5. If a multi-reader multi-case (MRMC) comparative effectiveness study was done, If so, what was the effect size of how much human readers improve with AI vs without AI assistance:
- Not Applicable. This is a calibration verification material, not an AI-powered diagnostic device, and therefore no MRMC study was conducted.
6. If a standalone (i.e. algorithm only without human-in-the loop performance) was done:
- Not Applicable. This is a physical calibration material, not an algorithm, so the concept of "standalone performance" for an algorithm does not apply.
7. The type of ground truth used:
- For the Elecsys CalCheck Prolactin, the "ground truth" would be the assigned concentration values of human Prolactin within the material. This is established through laboratory methods and internal quality control, not typically through pathology, expert consensus on patient outcomes, or clinical outcomes data in this context. The document states it was "evaluated for value assignment and stability," indicating these intrinsic properties were the focus of the evaluation.

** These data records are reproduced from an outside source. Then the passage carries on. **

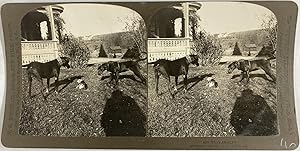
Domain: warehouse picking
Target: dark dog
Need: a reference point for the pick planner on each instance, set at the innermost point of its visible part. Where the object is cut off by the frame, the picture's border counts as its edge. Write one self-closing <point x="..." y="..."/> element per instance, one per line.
<point x="175" y="68"/>
<point x="117" y="67"/>
<point x="46" y="70"/>
<point x="247" y="66"/>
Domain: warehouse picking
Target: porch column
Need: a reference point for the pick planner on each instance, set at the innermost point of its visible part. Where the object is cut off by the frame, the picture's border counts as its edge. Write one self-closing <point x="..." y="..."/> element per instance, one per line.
<point x="51" y="20"/>
<point x="185" y="9"/>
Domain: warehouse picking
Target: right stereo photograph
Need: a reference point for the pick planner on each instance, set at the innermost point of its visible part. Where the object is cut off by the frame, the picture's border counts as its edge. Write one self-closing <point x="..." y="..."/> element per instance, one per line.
<point x="212" y="70"/>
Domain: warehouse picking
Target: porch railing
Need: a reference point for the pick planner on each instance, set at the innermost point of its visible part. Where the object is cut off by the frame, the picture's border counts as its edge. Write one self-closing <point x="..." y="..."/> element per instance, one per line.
<point x="167" y="48"/>
<point x="41" y="51"/>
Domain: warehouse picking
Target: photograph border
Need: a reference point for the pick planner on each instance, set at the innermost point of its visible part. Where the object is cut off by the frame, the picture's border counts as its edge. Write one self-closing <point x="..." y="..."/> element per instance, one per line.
<point x="286" y="13"/>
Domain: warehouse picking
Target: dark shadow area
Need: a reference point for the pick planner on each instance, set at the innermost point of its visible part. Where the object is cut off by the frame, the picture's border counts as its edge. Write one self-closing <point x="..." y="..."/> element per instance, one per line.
<point x="264" y="76"/>
<point x="65" y="82"/>
<point x="222" y="63"/>
<point x="132" y="77"/>
<point x="235" y="76"/>
<point x="251" y="116"/>
<point x="122" y="116"/>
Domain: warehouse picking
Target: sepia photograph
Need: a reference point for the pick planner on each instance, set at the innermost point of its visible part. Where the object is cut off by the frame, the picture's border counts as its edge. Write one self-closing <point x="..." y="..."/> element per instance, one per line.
<point x="212" y="70"/>
<point x="84" y="71"/>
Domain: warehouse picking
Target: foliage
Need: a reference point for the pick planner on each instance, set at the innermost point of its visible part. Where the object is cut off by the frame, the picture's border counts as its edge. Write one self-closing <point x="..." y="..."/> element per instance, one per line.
<point x="132" y="53"/>
<point x="102" y="52"/>
<point x="194" y="20"/>
<point x="136" y="33"/>
<point x="236" y="50"/>
<point x="270" y="26"/>
<point x="76" y="50"/>
<point x="208" y="48"/>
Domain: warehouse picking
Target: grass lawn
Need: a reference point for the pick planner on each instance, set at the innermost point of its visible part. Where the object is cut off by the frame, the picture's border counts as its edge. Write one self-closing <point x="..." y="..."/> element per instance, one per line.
<point x="99" y="111"/>
<point x="230" y="109"/>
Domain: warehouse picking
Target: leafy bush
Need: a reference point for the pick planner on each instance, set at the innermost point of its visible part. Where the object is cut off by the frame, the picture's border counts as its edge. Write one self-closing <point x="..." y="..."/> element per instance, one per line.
<point x="208" y="48"/>
<point x="75" y="49"/>
<point x="102" y="52"/>
<point x="236" y="50"/>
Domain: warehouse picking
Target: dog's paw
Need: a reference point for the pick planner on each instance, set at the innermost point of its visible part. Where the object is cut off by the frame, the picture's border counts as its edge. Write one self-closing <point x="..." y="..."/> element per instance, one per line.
<point x="56" y="92"/>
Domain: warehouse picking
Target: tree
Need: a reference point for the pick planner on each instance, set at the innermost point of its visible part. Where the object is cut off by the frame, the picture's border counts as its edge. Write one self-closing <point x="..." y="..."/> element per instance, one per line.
<point x="236" y="50"/>
<point x="194" y="20"/>
<point x="131" y="53"/>
<point x="270" y="27"/>
<point x="102" y="52"/>
<point x="207" y="48"/>
<point x="136" y="33"/>
<point x="75" y="49"/>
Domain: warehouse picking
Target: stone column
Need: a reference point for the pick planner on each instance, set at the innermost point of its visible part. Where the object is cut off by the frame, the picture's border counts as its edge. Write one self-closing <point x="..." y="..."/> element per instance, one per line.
<point x="185" y="10"/>
<point x="51" y="20"/>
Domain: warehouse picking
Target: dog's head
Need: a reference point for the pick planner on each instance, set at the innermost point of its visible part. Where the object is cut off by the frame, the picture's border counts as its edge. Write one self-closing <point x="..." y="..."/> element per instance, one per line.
<point x="64" y="61"/>
<point x="193" y="59"/>
<point x="232" y="66"/>
<point x="103" y="67"/>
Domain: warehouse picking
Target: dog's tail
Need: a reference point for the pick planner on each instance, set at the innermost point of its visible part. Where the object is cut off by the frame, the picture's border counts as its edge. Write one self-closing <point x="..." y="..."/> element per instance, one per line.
<point x="271" y="58"/>
<point x="155" y="63"/>
<point x="26" y="65"/>
<point x="141" y="59"/>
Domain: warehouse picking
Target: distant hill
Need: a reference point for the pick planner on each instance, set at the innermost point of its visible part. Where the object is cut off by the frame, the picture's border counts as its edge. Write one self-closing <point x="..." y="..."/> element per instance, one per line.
<point x="228" y="40"/>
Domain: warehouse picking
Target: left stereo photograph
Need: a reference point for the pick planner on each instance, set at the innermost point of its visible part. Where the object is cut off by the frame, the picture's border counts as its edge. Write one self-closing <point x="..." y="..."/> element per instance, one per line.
<point x="84" y="71"/>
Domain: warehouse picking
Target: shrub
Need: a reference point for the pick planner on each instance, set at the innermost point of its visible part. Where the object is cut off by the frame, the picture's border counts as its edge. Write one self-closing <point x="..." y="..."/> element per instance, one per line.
<point x="76" y="49"/>
<point x="208" y="48"/>
<point x="236" y="50"/>
<point x="102" y="52"/>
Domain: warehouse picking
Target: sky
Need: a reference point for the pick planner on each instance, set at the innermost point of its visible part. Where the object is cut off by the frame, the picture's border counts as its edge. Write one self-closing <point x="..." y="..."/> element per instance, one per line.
<point x="216" y="17"/>
<point x="91" y="19"/>
<point x="220" y="17"/>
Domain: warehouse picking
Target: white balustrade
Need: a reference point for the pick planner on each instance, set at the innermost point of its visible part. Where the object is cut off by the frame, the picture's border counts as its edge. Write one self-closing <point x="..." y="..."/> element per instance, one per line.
<point x="167" y="48"/>
<point x="41" y="51"/>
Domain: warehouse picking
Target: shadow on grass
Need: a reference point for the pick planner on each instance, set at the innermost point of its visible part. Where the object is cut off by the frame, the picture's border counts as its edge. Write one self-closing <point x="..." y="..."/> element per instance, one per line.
<point x="251" y="116"/>
<point x="65" y="82"/>
<point x="264" y="76"/>
<point x="122" y="116"/>
<point x="194" y="80"/>
<point x="123" y="77"/>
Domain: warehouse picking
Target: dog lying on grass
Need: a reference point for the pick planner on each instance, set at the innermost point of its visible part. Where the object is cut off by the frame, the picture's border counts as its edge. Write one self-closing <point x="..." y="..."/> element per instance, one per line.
<point x="115" y="68"/>
<point x="247" y="66"/>
<point x="175" y="68"/>
<point x="46" y="70"/>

8. The sample size for the training set:
- Not Applicable. This product is a physical reagent (calibration verification material), not a machine learning algorithm, so there is no "training set" in the computational sense.
9. How the ground truth for the training set was established:
- Not Applicable. As there is no training set for an algorithm, this question is not relevant.

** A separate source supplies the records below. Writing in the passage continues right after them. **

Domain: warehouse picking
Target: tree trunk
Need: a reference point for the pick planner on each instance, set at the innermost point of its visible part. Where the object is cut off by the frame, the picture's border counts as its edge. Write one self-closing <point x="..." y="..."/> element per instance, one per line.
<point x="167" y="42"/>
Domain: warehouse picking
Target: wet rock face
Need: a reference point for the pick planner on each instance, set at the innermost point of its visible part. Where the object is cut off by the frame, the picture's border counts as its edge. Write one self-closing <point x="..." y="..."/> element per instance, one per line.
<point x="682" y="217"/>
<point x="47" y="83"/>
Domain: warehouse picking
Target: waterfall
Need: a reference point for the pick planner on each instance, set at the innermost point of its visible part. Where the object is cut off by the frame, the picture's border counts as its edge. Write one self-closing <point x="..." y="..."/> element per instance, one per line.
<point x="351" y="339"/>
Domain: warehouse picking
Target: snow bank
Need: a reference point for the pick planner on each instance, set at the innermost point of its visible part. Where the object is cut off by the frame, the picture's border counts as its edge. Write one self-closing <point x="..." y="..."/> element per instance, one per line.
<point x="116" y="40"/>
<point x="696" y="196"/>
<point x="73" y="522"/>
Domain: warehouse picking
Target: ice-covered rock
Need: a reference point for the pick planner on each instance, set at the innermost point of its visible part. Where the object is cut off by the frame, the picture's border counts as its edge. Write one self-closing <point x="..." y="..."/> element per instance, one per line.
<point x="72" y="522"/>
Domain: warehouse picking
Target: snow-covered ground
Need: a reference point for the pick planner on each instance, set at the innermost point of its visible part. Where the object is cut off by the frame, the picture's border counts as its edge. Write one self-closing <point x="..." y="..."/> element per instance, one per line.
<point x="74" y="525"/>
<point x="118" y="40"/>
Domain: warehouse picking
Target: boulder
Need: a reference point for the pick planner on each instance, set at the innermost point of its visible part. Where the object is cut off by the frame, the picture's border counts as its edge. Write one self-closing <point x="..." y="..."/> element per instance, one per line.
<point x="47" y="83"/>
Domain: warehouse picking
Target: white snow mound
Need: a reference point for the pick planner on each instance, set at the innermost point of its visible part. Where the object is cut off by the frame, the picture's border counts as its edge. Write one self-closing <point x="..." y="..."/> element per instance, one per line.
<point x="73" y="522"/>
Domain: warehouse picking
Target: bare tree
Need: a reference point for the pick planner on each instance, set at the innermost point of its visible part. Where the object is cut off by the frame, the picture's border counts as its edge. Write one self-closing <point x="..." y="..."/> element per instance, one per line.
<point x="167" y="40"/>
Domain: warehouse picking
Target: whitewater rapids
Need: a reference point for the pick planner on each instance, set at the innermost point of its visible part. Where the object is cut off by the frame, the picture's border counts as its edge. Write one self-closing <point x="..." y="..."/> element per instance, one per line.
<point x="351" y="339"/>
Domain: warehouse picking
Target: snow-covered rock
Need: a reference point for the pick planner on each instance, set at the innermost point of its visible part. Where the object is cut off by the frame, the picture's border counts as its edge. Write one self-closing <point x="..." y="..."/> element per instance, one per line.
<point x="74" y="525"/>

§ 862.1660 Quality control material (assayed and unassayed).
(a)
Identification. A quality control material (assayed and unassayed) for clinical chemistry is a device intended for medical purposes for use in a test system to estimate test precision and to detect systematic analytical deviations that may arise from reagent or analytical instrument variation. A quality control material (assayed and unassayed) may be used for proficiency testing in interlaboratory surveys. This generic type of device includes controls (assayed and unassayed) for blood gases, electrolytes, enzymes, multianalytes (all kinds), single (specified) analytes, or urinalysis controls.(b)
Classification. Class I (general controls). Except when intended for use in donor screening tests, quality control materials (assayed and unassayed) are exempt from the premarket notification procedures in subpart E of part 807 of this chapter subject to the limitations in § 862.9.